By Haniya Rae

I went to Montauk for the first time when I was in high school. I had heard that the Rolling Stones were recording in Andy Warhol’s house, so my friend and I jumped into his 1973 Rambler, drove out East, and snuck into his sister’s place. We had just started a band, and decided we were going to play all night until the Rolling Stones came by and asked us to go on tour with them. We’d go to the bar near my friend’s sister’s house and ask if the Rolling Stones were around, and they’d always say to us, “You just missed ’em.” It was a lie, of course, but we kept coming back anyway. We didn’t care.

Ditch Plains beach was right near the bar. It was deserted—only three people surfing in those days, max. I guess it was what I think of as old Montauk—although everyone has his own version of a place. I saw something magical, an enclave based in paradise. I saw the water, the girls. There was a certain romance and fraternity, and I idealized it. That’s what it’s all about when you’re young.

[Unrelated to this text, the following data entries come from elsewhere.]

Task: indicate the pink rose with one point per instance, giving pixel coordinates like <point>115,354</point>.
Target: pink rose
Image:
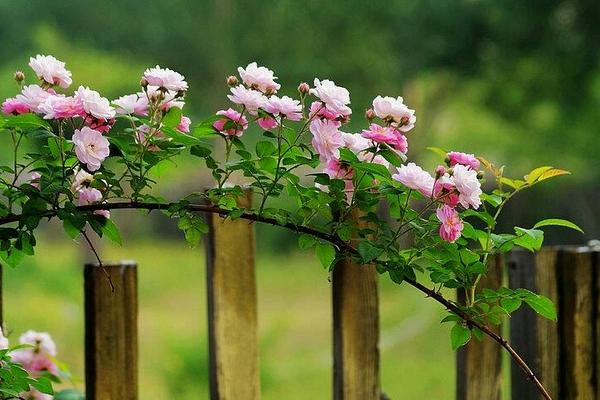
<point>444,189</point>
<point>414,177</point>
<point>320,110</point>
<point>94,104</point>
<point>468,186</point>
<point>260,78</point>
<point>14,106</point>
<point>451,226</point>
<point>267,123</point>
<point>132,104</point>
<point>33,96</point>
<point>34,179</point>
<point>468,160</point>
<point>387,135</point>
<point>35,395</point>
<point>91,147</point>
<point>284,107</point>
<point>165,78</point>
<point>51,70</point>
<point>58,107</point>
<point>394,109</point>
<point>251,99</point>
<point>3,341</point>
<point>335,97</point>
<point>81,180</point>
<point>184,124</point>
<point>233,123</point>
<point>327,139</point>
<point>359,146</point>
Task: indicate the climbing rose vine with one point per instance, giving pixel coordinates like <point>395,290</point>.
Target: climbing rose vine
<point>29,369</point>
<point>78,155</point>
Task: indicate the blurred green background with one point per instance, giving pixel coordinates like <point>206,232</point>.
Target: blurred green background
<point>516,81</point>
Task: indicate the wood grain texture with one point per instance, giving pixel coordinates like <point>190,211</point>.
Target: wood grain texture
<point>547,359</point>
<point>355,332</point>
<point>232,308</point>
<point>111,347</point>
<point>479,364</point>
<point>577,326</point>
<point>534,337</point>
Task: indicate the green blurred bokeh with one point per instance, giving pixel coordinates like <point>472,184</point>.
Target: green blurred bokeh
<point>515,81</point>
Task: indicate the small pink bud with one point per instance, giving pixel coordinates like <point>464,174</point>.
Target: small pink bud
<point>232,81</point>
<point>303,88</point>
<point>19,76</point>
<point>440,171</point>
<point>370,114</point>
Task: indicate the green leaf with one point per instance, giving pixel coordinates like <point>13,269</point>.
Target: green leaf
<point>513,183</point>
<point>348,155</point>
<point>200,151</point>
<point>306,241</point>
<point>172,118</point>
<point>368,251</point>
<point>325,253</point>
<point>530,239</point>
<point>69,394</point>
<point>265,148</point>
<point>377,170</point>
<point>543,173</point>
<point>178,136</point>
<point>542,305</point>
<point>510,305</point>
<point>459,336</point>
<point>441,152</point>
<point>43,384</point>
<point>558,222</point>
<point>26,121</point>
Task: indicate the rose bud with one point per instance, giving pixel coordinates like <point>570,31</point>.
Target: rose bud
<point>19,76</point>
<point>232,81</point>
<point>303,88</point>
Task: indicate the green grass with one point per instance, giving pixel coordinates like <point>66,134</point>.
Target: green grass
<point>45,293</point>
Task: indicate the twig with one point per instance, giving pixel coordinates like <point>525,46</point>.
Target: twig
<point>100,264</point>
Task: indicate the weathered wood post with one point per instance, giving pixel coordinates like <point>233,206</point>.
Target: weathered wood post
<point>564,354</point>
<point>232,309</point>
<point>355,332</point>
<point>111,351</point>
<point>479,364</point>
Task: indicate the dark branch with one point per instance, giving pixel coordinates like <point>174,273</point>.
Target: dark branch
<point>333,239</point>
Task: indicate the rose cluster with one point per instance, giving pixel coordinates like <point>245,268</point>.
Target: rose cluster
<point>456,185</point>
<point>37,357</point>
<point>92,116</point>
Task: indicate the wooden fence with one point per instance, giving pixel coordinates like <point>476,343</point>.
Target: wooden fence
<point>566,355</point>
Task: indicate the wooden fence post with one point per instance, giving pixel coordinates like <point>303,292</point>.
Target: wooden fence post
<point>577,320</point>
<point>111,351</point>
<point>355,332</point>
<point>535,338</point>
<point>479,364</point>
<point>232,315</point>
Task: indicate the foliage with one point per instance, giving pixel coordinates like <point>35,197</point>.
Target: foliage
<point>91,157</point>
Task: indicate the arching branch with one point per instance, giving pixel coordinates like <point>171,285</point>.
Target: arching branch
<point>331,238</point>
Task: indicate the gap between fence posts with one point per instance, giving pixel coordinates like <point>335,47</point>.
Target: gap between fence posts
<point>232,307</point>
<point>111,352</point>
<point>355,331</point>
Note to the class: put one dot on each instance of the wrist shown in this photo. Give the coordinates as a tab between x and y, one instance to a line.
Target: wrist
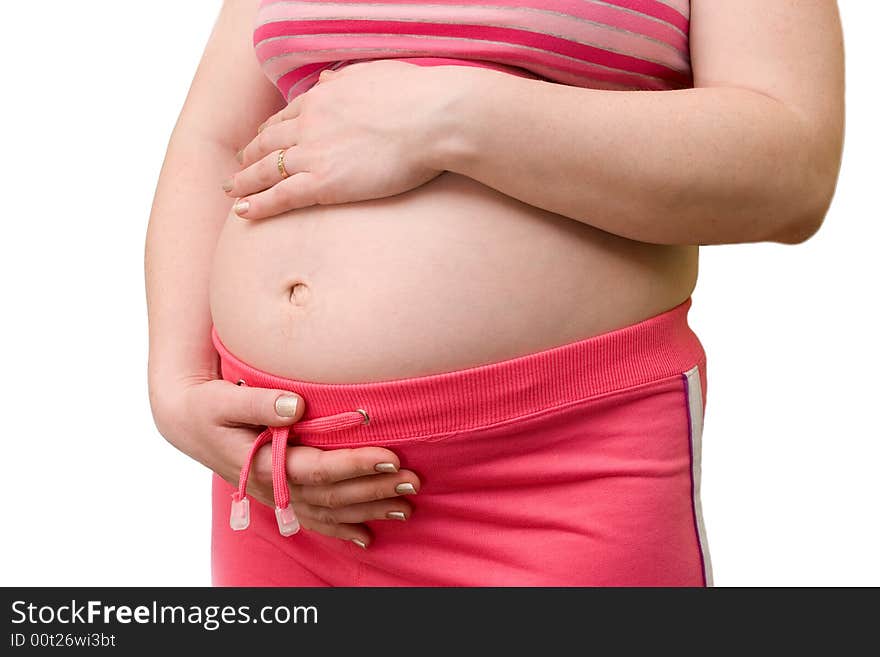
449	142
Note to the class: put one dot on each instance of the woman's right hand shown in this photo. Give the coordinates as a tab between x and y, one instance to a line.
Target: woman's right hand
332	491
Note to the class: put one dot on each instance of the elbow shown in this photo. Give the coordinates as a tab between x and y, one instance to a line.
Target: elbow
810	201
806	215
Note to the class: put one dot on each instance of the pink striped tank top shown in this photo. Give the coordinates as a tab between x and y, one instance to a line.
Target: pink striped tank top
601	44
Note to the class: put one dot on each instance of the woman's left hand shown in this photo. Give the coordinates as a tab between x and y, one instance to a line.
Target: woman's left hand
360	133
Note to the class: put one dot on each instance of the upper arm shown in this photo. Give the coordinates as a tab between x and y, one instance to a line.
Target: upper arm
230	95
788	50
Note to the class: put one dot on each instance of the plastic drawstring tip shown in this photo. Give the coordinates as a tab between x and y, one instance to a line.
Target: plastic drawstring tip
240	515
287	522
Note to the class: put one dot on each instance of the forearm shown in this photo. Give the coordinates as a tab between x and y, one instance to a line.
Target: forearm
695	166
188	212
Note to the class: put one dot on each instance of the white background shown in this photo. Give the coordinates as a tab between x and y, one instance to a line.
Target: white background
91	494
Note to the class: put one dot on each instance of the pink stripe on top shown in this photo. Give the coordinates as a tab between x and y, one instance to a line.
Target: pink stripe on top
606	44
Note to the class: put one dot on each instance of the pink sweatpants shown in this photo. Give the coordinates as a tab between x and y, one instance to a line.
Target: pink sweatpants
578	465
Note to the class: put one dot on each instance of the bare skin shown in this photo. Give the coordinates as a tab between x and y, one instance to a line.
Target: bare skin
472	260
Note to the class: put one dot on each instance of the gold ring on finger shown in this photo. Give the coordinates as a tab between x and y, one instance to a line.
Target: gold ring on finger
281	168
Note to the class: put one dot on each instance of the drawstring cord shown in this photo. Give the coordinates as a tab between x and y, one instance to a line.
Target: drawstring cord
239	516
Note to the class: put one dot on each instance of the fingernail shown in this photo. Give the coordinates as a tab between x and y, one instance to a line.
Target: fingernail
286	405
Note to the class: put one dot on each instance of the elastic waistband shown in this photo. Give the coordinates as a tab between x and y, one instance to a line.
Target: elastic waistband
438	404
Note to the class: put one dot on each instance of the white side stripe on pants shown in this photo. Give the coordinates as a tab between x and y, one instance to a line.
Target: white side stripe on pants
695	414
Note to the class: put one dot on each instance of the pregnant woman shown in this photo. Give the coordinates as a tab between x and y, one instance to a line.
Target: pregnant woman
419	274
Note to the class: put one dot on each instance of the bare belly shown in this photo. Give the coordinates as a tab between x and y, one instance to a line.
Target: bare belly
450	275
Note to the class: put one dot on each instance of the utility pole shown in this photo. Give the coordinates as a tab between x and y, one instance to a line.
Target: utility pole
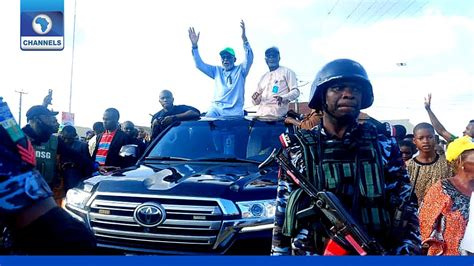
21	92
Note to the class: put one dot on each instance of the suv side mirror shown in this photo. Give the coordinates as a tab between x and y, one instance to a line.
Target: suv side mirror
129	150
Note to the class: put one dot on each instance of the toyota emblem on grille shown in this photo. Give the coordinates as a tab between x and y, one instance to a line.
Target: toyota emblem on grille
149	214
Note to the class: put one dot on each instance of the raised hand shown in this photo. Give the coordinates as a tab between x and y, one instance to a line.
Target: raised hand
193	36
428	102
242	25
48	98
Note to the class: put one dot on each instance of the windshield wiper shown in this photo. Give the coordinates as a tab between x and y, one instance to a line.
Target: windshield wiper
166	158
226	159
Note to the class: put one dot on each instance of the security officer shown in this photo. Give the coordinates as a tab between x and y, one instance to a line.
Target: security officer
37	224
362	167
42	123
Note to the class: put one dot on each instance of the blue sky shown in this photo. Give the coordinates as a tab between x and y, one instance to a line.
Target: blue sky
128	51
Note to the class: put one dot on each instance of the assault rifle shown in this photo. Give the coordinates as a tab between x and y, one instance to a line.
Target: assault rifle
346	235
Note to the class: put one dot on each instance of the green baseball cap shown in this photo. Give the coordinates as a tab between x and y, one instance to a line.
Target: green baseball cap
227	50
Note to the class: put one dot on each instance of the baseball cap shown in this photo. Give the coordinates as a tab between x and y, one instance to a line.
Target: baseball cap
227	50
38	110
272	50
459	146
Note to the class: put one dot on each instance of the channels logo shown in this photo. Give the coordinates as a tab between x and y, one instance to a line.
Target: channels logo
42	25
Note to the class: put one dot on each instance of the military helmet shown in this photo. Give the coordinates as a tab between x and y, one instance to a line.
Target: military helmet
336	71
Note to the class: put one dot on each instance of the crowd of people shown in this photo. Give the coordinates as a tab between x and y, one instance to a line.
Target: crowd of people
406	191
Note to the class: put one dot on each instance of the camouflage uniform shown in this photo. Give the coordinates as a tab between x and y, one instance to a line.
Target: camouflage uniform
395	188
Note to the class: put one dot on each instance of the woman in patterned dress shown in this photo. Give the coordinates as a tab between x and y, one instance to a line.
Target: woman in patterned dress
445	209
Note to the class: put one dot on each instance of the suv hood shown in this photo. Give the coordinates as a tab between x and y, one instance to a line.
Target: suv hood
190	179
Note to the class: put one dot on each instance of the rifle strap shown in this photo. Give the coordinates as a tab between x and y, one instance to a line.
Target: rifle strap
290	223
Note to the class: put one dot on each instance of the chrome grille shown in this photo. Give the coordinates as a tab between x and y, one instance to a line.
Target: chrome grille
190	224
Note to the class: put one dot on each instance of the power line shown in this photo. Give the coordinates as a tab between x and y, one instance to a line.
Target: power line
386	11
365	12
420	8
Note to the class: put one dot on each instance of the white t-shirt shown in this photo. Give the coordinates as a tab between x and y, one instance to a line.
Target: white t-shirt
279	82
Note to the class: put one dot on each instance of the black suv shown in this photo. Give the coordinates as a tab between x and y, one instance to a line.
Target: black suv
196	190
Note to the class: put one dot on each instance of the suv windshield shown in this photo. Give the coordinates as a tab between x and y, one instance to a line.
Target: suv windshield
220	139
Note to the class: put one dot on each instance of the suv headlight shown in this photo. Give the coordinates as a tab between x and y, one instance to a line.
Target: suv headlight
257	209
77	198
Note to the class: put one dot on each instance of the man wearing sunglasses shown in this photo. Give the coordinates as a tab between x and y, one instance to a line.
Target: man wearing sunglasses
42	124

When I was seven, my parents bought me my first 120mm camera at the 1964 New York World’s Fair. I use the same film now with my medium-format cameras. I was introverted then, and the camera was a way for me to disarm women. I usually got them to let me shoot them. I really enjoyed the intimacy of that experience.

In 2001, I closed my advertising agency, Dweck & Campbell, to concentrate on photography. I had just won a Cannes Lion award two years prior and had done everything I’d wanted to do in advertising. And I still had this memory of being a child on the beach with a camera. Advertising couldn’t give me that level of expression.

There’s something sacred about capturing a thing before it’s gone. Montauk has a certain smell in the air. Everyone’s windows are always open. There are shadows on the dunes. I actually got married on those dunes, although it was hard to find a justice of the peace with a four-wheel drive. He was drunk by the time he got there.

I spent 18 days shooting on Ditch Plains beach with the intention of creating a continuous photo narrative, and that’s how my book, The End [2004, reprinted in 2016], came to be. There’s nothing to guide the viewer but pictures, which transport you to another place and allow you to imagine how people lived. As an artist, I have to remind myself not to fall into nostalgic or romantic thought patterns. Montauk is definitely different now, but some things can’t be changed.